Ik weet nog dat in een van de eerste gesprekken tussen mij en mijn lief het onderwerp eten op tafel kwam. “Wat is jouw filosofie over witlof?” vroeg ik hem. Een vreemde vraag als je elkaar net leert kennen en er nog geen ontmoeting was. Voor mij wel van het hoogste belang. Stel voor een witlofman… Dat moesten we voorkomen hoor! Witlof is jakkie, vies, getver, bleh en eigenlijk alleen maar geschikt voor cavia’s (als je die hebt dan). Er klonken violen in mijn oren… Hij was niet bepaald een witloffan. Een plusje achter zijn naam was het resultaat.

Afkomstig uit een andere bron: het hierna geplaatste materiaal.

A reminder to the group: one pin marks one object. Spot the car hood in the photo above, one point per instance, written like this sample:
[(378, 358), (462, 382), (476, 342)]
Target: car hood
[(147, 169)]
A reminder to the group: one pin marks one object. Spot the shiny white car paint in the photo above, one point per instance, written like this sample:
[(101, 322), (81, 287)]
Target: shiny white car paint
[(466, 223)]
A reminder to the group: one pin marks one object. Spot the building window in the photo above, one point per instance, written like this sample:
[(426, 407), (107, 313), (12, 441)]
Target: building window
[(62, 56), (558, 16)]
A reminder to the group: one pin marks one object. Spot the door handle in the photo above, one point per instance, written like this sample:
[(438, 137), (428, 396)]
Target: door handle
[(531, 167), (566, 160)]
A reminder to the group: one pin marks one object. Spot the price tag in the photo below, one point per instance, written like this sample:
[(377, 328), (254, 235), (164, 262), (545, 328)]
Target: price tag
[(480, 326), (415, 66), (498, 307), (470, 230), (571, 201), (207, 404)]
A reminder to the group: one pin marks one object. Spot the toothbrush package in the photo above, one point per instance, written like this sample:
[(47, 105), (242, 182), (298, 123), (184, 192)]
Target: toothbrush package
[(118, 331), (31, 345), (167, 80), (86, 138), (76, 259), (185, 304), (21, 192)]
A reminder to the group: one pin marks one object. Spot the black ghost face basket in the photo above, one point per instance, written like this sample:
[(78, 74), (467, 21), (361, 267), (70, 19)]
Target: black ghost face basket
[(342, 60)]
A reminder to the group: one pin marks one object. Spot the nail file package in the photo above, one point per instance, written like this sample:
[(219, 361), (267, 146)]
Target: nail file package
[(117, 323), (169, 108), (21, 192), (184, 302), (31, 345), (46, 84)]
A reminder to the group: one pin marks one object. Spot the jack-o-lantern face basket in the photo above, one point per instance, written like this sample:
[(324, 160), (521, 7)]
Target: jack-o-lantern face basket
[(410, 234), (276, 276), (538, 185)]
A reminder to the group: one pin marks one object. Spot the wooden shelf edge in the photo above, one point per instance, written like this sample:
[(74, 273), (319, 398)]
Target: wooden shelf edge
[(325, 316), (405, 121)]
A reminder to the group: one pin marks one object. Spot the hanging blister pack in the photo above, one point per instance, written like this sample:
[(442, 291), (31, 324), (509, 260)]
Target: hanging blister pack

Bonen waren nog een onderwerpje. Eigenlijk alle soorten behalve de sperzieboon, die mag blijven. “Zal ik lekker chili con carne voor je maken?” vraagt hij met een blije blik. “Ja heerlijk, doe maar alleen de carne dan… de bonen mag je houden!” Dat was een van de eerste keren dat hij het zei… “Jij bent ook een moeilijke eter.” “IK… moeilijk..” “Hoe kom je daar nu bij?” De eerste confrontatie was een feit. “Ik weet heel goed wat wil WEL lust, hoe kan dat nu moeilijk zijn voor je?”
Eigenlijk zou ik in plaats van een kookboek een lijst met ‘wel te gebruiken producten’ neer moeten zetten op mijn aanrecht. Mijn vriend houdt van onderzoeken en uitproberen in de keuken, nou… zie daar de uitdaging. Maak een gerecht met alles wat ik WEL lust. Ik zeg “leve de moeilijke eter!” Zo blijft het leven spannend en uitdagend toch? Bovendien zal ik ongetwijfeld geluiden als ‘hmmmm’ en ‘jummie’ maken, succes gegarandeerd!
Het leven kan zo eenvoudig zijn, als je maar niet te moeilijk doet over eten, toch?